Masses at 4 p.m. Saturday and 8:30 and 11 a.m. Sunday will go on as scheduled in the parish center.

Swierz said he was joined Monday evening by newly installed Youngstown Diocese Bishop David Bonnar and the Rev. Robert Siffrin, diocesan administrator, who were in the parking lot watching fire crews battle the blaze.

“It was hard to see people grieving as they watched the fire.
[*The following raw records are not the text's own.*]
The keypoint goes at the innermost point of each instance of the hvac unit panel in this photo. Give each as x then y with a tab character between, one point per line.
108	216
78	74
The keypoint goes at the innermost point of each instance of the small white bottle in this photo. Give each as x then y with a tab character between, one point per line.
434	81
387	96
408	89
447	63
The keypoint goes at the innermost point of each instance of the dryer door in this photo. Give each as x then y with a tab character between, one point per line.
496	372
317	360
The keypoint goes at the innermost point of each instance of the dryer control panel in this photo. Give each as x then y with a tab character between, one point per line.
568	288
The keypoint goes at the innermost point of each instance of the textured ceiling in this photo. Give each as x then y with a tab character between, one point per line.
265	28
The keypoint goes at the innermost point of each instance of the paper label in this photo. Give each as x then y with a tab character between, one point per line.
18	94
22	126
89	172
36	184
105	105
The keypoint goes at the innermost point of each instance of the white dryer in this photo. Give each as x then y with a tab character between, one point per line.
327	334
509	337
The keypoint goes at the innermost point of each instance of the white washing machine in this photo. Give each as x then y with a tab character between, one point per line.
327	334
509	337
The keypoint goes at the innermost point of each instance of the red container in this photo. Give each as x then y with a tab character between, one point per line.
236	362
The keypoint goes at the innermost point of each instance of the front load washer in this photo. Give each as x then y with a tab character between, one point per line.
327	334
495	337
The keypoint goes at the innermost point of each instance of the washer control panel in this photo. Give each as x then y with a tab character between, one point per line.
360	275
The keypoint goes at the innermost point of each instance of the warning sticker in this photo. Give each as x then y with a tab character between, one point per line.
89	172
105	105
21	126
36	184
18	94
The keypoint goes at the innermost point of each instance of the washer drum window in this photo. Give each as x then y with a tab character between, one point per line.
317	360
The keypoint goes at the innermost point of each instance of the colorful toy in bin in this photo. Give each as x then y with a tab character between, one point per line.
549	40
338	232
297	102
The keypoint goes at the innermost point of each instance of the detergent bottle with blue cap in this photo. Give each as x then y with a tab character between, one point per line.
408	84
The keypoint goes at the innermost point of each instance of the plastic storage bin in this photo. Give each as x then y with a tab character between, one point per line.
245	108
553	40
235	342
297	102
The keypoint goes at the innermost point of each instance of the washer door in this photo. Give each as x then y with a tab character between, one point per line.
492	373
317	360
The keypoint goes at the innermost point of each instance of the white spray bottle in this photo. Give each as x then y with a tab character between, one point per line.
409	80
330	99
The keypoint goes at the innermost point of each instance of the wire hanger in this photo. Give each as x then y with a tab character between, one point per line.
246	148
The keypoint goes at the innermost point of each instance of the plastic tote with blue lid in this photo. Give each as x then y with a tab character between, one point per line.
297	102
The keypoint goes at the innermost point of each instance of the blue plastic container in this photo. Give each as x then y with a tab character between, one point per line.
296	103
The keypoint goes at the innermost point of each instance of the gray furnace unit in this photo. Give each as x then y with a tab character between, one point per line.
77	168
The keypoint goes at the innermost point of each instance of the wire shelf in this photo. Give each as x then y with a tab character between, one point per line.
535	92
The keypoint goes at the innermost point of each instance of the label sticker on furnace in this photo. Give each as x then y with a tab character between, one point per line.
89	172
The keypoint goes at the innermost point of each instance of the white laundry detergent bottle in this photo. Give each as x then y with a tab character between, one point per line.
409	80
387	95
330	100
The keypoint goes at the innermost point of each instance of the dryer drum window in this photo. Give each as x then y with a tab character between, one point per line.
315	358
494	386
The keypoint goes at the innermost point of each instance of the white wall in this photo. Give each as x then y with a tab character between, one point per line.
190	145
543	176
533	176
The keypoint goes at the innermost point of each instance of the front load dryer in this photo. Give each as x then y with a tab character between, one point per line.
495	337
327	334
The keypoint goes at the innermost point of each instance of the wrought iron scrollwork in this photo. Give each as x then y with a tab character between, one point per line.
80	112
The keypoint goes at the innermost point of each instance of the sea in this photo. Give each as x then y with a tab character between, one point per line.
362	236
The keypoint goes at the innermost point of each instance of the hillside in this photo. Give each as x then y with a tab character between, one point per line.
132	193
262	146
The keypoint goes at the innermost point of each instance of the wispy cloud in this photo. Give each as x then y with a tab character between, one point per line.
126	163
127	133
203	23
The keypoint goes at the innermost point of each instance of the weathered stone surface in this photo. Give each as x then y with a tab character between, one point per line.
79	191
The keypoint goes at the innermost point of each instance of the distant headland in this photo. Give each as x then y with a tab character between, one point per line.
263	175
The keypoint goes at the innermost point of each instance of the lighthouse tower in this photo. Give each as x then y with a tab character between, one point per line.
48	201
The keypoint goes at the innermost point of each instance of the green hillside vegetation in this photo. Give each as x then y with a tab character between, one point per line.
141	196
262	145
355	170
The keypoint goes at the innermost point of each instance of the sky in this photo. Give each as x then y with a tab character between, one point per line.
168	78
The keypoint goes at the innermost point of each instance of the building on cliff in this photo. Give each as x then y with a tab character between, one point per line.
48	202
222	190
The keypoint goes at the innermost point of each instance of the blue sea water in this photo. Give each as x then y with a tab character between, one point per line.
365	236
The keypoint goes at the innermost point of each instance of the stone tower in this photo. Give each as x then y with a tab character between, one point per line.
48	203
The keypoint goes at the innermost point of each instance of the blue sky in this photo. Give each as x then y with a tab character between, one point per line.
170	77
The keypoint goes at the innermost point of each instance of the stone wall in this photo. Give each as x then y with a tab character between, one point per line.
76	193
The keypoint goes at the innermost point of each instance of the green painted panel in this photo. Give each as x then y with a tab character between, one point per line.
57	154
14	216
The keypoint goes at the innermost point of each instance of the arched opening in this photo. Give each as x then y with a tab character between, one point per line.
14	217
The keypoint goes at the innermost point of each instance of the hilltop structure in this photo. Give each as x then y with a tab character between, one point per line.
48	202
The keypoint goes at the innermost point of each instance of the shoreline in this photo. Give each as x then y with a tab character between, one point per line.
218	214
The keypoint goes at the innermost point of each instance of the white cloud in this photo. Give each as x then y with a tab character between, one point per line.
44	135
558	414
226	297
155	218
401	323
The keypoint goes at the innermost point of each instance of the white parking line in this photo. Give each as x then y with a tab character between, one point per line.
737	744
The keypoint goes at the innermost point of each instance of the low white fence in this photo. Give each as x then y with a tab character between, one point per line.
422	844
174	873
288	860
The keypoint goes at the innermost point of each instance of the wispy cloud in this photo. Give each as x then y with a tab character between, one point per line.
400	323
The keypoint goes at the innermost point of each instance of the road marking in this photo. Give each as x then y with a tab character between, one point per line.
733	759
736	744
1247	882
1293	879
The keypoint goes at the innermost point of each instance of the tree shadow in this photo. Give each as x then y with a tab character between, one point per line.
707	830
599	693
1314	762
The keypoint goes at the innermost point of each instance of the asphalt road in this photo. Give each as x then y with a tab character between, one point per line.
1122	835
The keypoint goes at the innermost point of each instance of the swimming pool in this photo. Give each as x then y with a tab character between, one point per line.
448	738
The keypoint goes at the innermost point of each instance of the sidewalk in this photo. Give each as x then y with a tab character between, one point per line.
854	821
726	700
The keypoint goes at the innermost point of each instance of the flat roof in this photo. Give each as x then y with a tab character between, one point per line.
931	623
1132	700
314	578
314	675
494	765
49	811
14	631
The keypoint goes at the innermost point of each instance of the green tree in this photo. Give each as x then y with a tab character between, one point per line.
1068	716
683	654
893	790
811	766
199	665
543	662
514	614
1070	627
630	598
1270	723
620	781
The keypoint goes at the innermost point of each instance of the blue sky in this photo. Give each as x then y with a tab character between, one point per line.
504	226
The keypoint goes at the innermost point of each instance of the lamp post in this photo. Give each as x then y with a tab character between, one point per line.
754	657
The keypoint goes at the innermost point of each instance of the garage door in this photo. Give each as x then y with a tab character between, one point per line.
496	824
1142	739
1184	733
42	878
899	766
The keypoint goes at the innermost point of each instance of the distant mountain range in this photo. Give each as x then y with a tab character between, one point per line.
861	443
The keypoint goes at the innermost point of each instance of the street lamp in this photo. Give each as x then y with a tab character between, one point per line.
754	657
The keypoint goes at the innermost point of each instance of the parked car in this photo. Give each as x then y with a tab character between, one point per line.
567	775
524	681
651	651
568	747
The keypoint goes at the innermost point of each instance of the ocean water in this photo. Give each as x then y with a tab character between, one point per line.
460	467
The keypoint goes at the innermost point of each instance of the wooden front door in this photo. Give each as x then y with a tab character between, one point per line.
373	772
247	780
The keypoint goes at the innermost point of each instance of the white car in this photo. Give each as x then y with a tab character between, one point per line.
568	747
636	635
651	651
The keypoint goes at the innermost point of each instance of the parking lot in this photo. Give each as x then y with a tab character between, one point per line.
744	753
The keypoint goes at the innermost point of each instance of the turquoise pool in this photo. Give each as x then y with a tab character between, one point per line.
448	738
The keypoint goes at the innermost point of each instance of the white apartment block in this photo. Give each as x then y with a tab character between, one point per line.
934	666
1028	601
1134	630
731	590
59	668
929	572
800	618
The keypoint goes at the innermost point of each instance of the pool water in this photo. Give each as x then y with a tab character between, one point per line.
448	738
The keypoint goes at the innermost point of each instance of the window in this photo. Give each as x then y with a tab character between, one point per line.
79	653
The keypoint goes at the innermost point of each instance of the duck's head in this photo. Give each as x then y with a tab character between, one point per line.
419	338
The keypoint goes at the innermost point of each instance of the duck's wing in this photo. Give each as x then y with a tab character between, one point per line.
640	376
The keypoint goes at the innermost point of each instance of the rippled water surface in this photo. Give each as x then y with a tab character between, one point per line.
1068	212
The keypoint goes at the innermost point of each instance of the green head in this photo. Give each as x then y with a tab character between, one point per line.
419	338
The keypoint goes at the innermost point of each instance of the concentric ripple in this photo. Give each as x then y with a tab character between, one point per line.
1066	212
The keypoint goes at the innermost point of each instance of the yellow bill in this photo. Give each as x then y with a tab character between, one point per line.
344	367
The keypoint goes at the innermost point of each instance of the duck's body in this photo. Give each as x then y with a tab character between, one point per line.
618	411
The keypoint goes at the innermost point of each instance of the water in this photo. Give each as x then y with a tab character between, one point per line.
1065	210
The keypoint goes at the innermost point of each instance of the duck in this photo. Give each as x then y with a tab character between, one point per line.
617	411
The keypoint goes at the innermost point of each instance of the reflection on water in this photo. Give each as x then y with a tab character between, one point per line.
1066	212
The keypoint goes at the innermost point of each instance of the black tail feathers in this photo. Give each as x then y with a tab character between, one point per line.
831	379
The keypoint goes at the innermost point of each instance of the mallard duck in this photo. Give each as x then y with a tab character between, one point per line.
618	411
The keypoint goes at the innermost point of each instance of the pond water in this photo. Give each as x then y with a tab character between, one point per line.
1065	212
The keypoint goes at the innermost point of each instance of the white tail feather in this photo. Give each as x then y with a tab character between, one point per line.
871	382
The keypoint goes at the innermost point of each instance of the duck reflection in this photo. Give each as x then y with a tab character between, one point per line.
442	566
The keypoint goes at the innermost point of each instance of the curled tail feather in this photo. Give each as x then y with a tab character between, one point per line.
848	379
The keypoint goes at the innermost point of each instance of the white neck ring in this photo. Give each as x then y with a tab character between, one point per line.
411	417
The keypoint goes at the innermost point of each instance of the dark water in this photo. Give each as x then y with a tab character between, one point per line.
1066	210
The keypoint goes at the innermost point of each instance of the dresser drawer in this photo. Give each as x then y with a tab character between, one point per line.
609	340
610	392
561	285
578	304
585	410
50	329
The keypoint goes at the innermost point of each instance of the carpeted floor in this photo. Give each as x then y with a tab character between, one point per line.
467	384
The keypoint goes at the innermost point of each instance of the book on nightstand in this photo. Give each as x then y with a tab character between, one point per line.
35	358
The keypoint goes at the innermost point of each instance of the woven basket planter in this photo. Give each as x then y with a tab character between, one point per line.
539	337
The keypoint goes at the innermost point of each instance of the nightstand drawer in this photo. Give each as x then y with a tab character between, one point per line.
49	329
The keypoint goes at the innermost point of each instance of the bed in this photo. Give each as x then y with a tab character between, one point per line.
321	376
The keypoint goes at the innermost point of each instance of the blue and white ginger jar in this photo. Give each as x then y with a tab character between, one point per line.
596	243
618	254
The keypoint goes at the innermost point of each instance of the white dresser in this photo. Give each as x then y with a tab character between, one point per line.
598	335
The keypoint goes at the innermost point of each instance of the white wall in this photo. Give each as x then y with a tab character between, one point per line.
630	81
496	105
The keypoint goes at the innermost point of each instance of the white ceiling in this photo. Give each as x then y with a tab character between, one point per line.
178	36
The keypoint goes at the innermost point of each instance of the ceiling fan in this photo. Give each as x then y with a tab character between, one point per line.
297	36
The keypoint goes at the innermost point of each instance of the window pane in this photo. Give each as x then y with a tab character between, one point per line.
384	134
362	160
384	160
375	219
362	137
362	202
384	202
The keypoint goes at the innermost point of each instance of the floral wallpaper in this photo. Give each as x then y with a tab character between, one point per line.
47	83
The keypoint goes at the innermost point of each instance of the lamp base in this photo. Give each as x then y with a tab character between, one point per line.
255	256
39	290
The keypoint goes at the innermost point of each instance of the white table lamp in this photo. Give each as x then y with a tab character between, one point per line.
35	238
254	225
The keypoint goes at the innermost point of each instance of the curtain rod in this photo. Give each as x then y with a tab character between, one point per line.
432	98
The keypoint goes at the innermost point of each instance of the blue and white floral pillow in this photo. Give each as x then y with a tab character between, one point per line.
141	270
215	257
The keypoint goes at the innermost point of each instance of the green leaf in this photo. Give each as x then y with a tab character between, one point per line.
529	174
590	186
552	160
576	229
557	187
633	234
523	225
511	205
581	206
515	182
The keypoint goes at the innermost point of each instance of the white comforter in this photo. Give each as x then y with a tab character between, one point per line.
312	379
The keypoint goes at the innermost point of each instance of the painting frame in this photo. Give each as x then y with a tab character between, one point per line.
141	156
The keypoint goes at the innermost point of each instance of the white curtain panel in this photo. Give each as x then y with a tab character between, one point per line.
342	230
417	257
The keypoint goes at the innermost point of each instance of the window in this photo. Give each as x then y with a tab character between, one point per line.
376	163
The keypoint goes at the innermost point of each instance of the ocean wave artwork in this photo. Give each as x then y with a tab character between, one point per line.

The parish has been a big part of their lives,” he said.

Monday evening, Swierz said he was in another building when the alarm company called him about the fire alarm going off at the church.

He said smoke was seen pouring from the roof and back entrance area of the church building.

Bonnar, who had just been installed as bishop for the Diocese of Youngstown on Jan. 12, comforted people at the scene, officials said.

The parish has been a part of Hubbard for more than 150 years.

“The church is the center of our life here in Hubbard,” Swierz said.

Stanish said the fire departments thanked local businesses and the community for supplying water and food to fire crews.

Hubbard Mayor Ben Kyle, a member of the church, said, “The community has suffered a great tragedy. St. Patrick Catholic Church has been devastated by a fire. Thankfully, no one was inside when the fire started. Things in the basement are totally gone and can’t be salvaged.”

Kyle, who went to the scene Monday and was also at the church Tuesday helping to move items to the parish center, told officials at Tuesday’s council meeting that he was shocked by the soot and smoke damage inside the church, including the main altar area. He said the church organ was covered by soot but he was not sure of its condition.

“What is most important is that no one was hurt. There was such an enormous outpouring of support not only from members of the church but from residents and neighbors. This showed that even with a tragedy like this, Hubbard is a close-knit community,” Kyle said.

Hubbard Safety Director Lou Carsone said police and firefighters, some of whom were at the meeting, are to be commended for their quick action.

Councilman-at-Large Michael Kerr said too often people hear an alarm going off and are not always worried, but police officers went to the scene and saw the smoke coming from the building and took immediate action.

“I was amazed at the many fire departments that responded through mutual aid to help Hubbard,” Kerr said.

“St. Pat’s is a pillar of our faith and also a pillar of our Hubbard community. As a testament to that, hundreds of people flocked to the scene to lend a hand or say a prayer. I was truly overwhelmed by this outpouring of support. This is the true sense of a community coming together,” Kyle said.